If you have a sliding track that creates “G-forces that collapse the body, rendering it difficult to control the sled”, as the investigating committee have described the Whistler bobsled & luge runs, it becomes virtually impossible to correct those mistakes. Is that really a better track? Or with skiing, as Lindsay Vonn put it, on the track she skied when she almost broke her back (which was fashioned like the Whistler ones in order to prepare her… sprayed with water and frozen), ‘It was like pond ice’. A host of athletes have been injured in training runs prior to the games, and are now unable to compete. More is not necessarily better. We need to get at the root of what this is really all about…
My solution?

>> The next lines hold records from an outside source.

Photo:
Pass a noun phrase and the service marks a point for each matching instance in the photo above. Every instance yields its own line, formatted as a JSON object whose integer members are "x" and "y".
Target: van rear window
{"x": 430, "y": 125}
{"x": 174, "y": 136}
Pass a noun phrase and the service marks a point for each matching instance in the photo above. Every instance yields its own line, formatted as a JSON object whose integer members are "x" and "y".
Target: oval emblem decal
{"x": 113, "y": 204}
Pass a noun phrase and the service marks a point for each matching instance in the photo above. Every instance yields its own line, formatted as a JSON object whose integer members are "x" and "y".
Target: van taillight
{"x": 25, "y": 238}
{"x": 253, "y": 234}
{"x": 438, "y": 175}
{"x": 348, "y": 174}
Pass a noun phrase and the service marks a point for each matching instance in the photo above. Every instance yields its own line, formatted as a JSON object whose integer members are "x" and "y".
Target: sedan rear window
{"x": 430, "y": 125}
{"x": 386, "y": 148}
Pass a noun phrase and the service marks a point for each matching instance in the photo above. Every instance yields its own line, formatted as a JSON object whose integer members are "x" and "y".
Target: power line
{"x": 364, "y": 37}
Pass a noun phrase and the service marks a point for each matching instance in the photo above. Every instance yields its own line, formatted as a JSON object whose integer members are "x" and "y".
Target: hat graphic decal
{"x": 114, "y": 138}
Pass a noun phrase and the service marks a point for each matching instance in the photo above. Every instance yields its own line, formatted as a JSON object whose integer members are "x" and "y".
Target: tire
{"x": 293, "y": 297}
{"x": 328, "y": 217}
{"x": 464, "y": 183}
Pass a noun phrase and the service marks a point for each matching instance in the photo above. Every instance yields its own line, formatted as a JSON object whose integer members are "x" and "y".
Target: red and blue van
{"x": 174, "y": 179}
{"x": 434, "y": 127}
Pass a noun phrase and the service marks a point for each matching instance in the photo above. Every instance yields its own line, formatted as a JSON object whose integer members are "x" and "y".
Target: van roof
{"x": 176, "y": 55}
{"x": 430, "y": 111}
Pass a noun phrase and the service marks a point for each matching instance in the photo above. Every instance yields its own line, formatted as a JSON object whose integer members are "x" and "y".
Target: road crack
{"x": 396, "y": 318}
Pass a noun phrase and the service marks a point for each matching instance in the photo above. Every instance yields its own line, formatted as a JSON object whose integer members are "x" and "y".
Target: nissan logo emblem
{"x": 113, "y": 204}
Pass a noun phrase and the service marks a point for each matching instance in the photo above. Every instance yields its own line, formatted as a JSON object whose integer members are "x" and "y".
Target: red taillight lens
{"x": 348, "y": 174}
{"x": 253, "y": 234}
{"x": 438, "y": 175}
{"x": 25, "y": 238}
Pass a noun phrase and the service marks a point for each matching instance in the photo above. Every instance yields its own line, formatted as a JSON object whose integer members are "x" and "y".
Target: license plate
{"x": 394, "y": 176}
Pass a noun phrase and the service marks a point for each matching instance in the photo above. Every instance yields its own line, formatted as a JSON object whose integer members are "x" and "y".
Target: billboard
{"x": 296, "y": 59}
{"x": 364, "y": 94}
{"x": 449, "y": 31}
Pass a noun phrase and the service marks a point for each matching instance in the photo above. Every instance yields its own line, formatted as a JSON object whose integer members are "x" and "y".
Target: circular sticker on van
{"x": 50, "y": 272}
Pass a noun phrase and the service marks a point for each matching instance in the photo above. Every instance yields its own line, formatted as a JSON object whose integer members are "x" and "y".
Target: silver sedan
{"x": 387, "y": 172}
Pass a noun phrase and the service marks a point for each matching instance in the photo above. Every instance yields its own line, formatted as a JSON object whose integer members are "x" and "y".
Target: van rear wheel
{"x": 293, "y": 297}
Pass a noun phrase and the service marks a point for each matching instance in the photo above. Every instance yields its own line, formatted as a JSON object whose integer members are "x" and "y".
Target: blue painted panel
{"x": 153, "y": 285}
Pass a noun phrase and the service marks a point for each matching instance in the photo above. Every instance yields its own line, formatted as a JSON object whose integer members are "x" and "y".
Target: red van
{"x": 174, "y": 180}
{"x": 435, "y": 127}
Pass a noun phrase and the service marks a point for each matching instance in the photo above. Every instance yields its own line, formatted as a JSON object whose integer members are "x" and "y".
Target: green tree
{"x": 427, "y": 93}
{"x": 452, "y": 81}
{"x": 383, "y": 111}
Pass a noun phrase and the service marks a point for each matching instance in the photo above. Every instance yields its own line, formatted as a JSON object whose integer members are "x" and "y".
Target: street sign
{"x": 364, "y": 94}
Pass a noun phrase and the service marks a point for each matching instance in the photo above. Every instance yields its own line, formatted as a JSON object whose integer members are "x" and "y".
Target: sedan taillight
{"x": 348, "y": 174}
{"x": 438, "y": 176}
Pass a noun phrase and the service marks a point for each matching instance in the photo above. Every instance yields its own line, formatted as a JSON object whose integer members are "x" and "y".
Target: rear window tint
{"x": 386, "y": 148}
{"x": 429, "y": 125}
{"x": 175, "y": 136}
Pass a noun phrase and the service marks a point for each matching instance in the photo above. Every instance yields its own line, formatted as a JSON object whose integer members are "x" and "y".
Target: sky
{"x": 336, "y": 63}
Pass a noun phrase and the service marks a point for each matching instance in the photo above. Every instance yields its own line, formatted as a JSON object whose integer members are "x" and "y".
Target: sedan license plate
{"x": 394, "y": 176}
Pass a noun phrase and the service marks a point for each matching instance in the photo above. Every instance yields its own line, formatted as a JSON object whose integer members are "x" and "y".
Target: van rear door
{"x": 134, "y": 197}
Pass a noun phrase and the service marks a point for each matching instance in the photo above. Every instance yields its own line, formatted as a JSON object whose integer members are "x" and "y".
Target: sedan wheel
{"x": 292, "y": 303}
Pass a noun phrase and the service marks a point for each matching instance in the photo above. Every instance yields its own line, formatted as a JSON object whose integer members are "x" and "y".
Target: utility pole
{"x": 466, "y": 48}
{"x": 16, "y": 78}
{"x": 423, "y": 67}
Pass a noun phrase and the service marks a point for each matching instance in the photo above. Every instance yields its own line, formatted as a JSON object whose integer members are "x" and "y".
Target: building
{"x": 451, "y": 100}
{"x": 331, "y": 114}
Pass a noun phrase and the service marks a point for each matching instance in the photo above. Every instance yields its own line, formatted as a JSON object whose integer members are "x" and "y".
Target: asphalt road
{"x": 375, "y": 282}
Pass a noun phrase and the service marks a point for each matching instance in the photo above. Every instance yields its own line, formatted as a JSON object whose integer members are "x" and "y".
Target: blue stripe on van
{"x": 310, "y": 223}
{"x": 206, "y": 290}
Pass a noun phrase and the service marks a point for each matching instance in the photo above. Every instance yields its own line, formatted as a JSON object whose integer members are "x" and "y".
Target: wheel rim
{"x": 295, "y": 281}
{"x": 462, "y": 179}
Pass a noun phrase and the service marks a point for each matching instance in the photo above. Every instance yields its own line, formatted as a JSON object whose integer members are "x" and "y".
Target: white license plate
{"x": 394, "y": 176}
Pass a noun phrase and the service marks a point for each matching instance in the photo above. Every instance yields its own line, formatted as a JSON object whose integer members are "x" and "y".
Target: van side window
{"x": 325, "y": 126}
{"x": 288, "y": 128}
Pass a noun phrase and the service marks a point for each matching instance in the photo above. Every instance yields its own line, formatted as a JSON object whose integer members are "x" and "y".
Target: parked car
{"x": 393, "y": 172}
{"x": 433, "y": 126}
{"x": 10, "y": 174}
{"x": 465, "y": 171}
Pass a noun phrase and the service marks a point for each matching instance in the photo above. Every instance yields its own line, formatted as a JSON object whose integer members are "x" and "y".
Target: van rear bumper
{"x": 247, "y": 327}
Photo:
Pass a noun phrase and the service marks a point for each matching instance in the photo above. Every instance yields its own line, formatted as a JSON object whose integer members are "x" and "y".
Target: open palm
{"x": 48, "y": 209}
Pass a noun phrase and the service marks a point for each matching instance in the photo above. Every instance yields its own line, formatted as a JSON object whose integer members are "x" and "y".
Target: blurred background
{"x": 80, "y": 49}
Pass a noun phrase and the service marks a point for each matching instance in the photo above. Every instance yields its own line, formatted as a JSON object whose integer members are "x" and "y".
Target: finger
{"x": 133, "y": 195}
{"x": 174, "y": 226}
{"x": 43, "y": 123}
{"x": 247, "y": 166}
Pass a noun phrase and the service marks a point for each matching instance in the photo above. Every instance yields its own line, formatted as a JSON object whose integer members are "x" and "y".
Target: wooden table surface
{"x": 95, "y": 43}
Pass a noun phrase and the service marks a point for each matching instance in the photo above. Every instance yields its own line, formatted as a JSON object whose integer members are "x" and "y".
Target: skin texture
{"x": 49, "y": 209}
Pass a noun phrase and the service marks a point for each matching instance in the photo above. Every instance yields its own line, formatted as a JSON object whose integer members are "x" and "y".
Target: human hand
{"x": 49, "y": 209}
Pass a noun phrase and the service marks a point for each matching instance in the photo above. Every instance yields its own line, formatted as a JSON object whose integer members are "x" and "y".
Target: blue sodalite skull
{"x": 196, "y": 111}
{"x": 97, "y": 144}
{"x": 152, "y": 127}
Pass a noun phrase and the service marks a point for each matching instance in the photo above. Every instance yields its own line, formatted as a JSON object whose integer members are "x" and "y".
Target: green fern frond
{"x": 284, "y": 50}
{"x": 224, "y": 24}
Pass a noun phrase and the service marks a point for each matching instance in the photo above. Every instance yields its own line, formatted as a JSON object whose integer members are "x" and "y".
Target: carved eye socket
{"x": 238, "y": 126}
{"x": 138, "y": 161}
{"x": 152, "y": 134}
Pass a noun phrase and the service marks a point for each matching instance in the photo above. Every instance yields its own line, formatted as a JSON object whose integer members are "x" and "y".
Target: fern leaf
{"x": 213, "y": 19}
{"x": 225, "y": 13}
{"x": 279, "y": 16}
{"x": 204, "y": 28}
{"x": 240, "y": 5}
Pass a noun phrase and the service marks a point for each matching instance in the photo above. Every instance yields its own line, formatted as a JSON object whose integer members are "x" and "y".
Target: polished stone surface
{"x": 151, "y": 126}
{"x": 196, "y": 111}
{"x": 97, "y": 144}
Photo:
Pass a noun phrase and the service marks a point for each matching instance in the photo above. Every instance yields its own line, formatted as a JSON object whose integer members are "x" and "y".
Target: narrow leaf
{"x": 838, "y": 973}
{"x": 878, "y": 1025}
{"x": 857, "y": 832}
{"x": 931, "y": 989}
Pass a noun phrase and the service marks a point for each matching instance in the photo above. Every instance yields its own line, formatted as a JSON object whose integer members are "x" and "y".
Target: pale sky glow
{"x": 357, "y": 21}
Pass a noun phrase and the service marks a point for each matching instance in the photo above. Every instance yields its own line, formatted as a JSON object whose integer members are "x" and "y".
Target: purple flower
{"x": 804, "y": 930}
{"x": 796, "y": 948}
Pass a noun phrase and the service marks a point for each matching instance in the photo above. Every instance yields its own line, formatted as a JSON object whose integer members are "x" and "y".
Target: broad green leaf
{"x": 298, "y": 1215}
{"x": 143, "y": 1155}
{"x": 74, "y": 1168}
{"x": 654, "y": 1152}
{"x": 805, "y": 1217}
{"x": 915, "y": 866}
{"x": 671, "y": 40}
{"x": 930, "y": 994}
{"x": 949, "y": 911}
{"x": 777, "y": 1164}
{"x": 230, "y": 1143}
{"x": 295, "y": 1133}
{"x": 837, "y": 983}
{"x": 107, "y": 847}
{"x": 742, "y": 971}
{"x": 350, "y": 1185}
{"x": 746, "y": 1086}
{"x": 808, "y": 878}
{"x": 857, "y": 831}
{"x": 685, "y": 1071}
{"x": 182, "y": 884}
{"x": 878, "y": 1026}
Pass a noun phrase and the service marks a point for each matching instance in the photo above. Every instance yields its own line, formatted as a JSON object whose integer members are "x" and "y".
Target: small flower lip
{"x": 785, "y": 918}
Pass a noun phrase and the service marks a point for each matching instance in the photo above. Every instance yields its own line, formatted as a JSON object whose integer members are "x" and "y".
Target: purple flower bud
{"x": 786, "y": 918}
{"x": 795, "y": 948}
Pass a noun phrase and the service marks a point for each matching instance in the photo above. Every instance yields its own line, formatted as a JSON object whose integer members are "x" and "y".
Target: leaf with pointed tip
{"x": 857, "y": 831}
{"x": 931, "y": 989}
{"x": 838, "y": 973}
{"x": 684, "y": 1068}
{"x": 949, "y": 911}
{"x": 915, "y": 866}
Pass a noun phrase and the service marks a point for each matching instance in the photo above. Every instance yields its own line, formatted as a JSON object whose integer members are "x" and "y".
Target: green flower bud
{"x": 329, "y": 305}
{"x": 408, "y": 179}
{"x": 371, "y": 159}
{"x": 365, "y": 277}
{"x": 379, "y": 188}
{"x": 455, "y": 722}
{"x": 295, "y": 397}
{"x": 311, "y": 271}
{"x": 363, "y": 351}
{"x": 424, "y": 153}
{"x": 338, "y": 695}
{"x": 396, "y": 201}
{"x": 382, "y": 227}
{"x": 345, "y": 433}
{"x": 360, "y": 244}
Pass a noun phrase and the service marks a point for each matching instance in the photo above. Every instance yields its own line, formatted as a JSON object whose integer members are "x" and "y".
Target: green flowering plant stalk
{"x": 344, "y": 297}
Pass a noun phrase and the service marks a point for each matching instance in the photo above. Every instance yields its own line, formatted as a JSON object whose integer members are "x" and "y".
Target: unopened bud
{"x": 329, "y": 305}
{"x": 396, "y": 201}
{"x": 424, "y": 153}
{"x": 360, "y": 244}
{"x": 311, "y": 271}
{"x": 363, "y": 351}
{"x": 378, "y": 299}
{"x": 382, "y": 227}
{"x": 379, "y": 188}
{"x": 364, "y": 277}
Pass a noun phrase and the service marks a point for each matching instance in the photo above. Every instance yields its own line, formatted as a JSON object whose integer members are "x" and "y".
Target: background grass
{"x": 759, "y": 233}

Only host Olympics in nations that have virtually no chance of making it onto the podium. A country that sends their best year after year with pride and a sense of excellence and bridge building would make a gracious host indeed. Have every nation contribute funding, according to some financial formula, to pay for the expenses.
Make sure the climate is appropriate for the games whether summer or winter. Have experienced international sports committees oversee the development and safety of the facilities. Have a comment period from athletes, which is taken into account and then respected. If the best lugers in the world dubbed the turn where the recent competitor died as “50-50” in terms of whether they would be able to stay on their sled, and another competitor said she felt like ‘a lemming’ and ‘crash test dummy’, then something is wrong and the athletes saw it very clearly. Allow equal access to all competitors, both foreign and home-based, enough of this ‘aggressively protected home court advantage.’
Maybe the tragic loss of life that cast a dark shadow on this Olympics can be eventually looked at as the beginning of making the Olympics not just safer, but better. That would be a wonderful way to remember and honor this athlete, and to honor all athletes.